A manufacturer of power tools claims that the mean amount of time required to assemble their top-of-the-line table saw is 80 minutes with a standard deviation of 40 minutes. Suppose a random sample of 64 purchasers of this table saw is taken. The probability that the sample mean will be between 77 and 89 minutes is ________.
To solve this problem, we need to use the central limit theorem and calculate the z-scores for 77 minutes and 89 minutes.

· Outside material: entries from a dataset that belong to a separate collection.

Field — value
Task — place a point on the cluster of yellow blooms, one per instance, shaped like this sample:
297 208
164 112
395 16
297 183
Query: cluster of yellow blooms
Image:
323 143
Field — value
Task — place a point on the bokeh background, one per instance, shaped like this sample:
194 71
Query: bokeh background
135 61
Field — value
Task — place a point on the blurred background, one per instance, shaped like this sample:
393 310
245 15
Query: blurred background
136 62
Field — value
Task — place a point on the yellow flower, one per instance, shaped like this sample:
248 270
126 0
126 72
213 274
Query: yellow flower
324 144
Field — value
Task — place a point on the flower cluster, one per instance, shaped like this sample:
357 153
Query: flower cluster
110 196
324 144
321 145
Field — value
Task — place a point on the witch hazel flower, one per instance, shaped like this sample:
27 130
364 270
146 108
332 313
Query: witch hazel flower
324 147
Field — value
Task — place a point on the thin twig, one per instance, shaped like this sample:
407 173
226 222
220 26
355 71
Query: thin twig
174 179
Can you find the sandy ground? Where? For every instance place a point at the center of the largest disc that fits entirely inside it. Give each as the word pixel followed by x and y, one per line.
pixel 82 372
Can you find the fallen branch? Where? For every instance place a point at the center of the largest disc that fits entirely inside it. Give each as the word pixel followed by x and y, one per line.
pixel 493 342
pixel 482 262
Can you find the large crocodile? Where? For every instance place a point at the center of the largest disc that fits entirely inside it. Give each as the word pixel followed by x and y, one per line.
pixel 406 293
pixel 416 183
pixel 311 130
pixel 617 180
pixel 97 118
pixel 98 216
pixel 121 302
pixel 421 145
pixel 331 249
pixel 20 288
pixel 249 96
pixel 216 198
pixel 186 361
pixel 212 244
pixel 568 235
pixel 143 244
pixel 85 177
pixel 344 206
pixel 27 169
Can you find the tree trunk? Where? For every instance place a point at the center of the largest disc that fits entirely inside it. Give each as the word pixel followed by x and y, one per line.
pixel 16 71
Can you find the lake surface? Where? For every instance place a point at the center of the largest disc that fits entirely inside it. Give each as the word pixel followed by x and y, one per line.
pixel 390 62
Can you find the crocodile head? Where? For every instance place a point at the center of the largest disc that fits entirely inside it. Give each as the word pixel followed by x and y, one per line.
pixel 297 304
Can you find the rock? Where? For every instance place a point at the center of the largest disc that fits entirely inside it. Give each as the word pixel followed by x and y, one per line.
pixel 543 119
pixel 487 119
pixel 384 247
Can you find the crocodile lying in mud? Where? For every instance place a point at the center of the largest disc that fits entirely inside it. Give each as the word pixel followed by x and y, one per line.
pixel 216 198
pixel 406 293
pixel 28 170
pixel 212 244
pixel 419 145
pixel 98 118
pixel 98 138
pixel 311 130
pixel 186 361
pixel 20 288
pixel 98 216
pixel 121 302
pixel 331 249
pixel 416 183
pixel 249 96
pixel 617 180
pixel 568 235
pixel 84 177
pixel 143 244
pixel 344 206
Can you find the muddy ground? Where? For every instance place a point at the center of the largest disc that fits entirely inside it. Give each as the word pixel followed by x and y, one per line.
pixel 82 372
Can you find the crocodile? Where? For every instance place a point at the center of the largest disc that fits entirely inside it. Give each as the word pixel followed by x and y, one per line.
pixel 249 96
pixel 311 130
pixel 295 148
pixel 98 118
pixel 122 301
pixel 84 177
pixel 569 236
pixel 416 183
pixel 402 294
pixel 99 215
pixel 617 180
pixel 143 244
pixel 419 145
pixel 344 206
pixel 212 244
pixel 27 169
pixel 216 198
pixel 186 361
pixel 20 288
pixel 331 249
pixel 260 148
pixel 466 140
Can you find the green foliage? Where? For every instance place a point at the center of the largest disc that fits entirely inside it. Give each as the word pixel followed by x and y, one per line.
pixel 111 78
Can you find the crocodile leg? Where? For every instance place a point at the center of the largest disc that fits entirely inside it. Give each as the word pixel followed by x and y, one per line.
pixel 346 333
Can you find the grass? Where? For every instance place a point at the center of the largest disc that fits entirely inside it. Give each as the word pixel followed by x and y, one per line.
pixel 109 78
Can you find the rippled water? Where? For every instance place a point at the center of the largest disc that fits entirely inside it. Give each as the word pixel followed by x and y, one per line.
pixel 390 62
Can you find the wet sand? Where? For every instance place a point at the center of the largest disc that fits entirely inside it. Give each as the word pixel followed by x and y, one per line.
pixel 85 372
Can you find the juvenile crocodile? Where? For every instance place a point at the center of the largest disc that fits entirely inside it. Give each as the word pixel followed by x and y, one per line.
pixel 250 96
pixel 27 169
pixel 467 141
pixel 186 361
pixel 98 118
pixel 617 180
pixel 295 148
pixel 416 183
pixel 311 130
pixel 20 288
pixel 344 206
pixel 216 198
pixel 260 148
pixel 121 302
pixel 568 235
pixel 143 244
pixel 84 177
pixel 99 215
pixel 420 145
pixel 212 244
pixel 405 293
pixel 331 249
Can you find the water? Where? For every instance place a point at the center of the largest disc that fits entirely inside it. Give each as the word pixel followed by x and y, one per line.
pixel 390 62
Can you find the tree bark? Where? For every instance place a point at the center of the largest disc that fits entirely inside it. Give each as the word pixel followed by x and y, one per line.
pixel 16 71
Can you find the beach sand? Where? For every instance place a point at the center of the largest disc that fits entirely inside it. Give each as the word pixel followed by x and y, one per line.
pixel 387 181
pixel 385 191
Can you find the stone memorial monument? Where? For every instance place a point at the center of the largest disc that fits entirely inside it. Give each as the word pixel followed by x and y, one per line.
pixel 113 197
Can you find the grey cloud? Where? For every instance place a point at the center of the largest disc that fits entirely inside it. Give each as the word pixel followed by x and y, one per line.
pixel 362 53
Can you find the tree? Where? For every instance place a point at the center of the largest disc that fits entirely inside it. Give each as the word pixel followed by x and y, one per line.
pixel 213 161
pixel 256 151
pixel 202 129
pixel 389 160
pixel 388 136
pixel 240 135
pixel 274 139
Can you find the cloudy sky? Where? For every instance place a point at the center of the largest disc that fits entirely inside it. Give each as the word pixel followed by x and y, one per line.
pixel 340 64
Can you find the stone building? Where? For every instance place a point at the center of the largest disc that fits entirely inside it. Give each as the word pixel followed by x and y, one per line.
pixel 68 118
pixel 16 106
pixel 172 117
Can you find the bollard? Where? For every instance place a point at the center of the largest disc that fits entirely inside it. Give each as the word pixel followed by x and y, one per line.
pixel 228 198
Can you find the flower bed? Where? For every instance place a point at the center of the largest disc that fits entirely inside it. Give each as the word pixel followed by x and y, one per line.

First, calculate the z-score for 77 minutes:
z = (77 - 80) / (40 / sqrt(64))
z = -3 / 5
z = -0.6
Next, calculate the z-score for 89 minutes:
z = (89 - 80) / (40 / sqrt(64))
z = 9 / 5
z = 1.8
Now, we look up the corresponding probabilities in the standard normal distribution table. The probability that the sample mean will be between 77 and 89 minutes is the difference between the probabilities for z = -0.6 and z = 1.8.
From the standard normal distribution table, we find:
P(z < -0.6) = 0.2743
P(z < 1.8) = 0.9641
Therefore, the probability that the sample mean will be between 77 and 89 minutes is:
P(-0.6 < z < 1.8) = P(z < 1.8) - P(z < -0.6)
= 0.9641 - 0.2743
= 0.6898
So, the probability that the sample mean will be between 77 and 89 minutes is approximately 0.6898, or 68.98%.